Ricardo López

Born in 1902 to José Dolores López and María Candelaria Trujillo in Córdova, New Mexico, Ricardo was married to Benita Reino and was the younger brother of George (see George López biography). Although his work was earlier known under the name of his wife (most of the wives of the Córdova male artists do the detail “chip” carving), in 1927 Ricardo started signing his larger pieces.

After World War II, Ricardo quit carving human forms for two reasons: he believed they may be interpreted as “graven images” that might be idolized, contrary to the Commandments, and “because it is wrong to sell the saints to the tourists.” He later became known for his “Trees of Life”, birds, and other animals. Speaking of Ricardo and Benita, Charles L. Briggs, in The Wood Carvers of Córdova, New Mexico (The University of Tennessee Press, 1978), writes: “They are quite imaginative and have innovated a number of features in carvings of this genre. Curved branches often grace trees, and piglets nurse from the sow in neat rows . . . Benita and Ricardo have mastered the art of carving these intricate figures, and their repertoire of such pieces is possibly the largest.”
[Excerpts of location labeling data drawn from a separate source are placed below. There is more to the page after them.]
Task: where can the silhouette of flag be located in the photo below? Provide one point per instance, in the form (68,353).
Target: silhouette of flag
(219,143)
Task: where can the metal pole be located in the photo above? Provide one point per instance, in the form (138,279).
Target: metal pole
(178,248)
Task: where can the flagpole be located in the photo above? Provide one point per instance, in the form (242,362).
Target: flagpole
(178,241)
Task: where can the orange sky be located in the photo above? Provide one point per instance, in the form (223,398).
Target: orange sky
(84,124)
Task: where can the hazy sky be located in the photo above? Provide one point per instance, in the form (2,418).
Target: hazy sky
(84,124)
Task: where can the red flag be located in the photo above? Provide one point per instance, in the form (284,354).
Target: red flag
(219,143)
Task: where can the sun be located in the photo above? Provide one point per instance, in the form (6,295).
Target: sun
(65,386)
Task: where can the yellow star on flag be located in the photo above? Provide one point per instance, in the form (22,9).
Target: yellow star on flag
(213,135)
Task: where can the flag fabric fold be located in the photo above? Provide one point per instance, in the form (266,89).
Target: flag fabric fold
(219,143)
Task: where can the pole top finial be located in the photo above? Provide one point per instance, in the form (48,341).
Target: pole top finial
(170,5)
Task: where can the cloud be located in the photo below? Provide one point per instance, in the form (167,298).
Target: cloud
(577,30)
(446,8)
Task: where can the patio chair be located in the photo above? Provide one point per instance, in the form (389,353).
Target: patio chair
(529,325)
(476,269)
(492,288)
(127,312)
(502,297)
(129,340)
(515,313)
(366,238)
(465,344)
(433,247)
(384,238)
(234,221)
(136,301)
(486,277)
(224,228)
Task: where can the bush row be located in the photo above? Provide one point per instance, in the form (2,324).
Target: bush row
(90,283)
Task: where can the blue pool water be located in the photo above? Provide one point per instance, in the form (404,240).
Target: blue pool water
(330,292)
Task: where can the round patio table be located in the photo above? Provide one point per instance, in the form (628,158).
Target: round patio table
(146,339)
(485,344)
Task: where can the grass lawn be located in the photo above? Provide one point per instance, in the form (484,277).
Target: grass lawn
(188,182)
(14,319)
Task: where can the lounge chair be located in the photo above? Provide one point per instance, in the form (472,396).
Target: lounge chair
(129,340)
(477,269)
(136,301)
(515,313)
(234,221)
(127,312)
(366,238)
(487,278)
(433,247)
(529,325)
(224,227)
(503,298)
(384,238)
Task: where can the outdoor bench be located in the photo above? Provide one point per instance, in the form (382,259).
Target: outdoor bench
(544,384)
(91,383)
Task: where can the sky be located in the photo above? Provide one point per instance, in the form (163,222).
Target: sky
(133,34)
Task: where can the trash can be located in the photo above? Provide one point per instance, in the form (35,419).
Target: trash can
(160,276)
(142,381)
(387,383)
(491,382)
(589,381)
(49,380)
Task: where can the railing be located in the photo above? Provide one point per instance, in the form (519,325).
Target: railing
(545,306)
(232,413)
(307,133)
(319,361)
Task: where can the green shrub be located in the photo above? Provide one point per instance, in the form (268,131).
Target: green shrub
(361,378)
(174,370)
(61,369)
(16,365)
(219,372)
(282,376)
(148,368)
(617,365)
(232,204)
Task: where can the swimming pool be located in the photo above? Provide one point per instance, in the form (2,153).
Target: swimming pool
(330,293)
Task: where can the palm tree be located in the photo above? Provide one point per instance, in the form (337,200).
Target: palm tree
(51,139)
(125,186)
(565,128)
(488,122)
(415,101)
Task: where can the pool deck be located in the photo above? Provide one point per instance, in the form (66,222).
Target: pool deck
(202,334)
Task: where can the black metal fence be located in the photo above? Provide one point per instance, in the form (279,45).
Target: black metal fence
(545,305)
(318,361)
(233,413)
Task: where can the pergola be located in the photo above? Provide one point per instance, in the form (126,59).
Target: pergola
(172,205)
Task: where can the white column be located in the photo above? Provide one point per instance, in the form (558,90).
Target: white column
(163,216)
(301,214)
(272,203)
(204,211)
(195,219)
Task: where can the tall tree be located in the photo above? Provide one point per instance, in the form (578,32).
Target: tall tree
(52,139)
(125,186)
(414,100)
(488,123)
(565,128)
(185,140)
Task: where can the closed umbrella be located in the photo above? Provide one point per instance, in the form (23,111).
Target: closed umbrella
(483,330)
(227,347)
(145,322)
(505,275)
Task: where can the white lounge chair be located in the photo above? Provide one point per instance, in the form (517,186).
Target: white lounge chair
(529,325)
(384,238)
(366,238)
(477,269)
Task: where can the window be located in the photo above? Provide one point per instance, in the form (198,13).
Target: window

In June 1977 Benita died and Nora Cerrano, their daughter, began carving with Ricardo. The two worked together until Ricardo’s death in 199_. Although his father, José Dolores, is the most important santero of the first half of the twentieth century, with work in every major folk art museums including the Smithsonian, Ricardo claimed that he taught his father to carve. As stated by Dr. Briggs in The Wood Carvers of Córdova, “He [Ricardo] states that he innovated the carving of monotone images, that he produced the first examples, and that his father and brothers learned from him. After carving this first group of images, however, Ricardo decided that such work was sacrilegious; he never carved images again.”

Whether he was the innovator or not, if Ricardo had continued to carve human forms, his work would be extremely important today. However, his carvings continue to be very important historically. A collection of Córdova collections is not complete without work by Ricardo.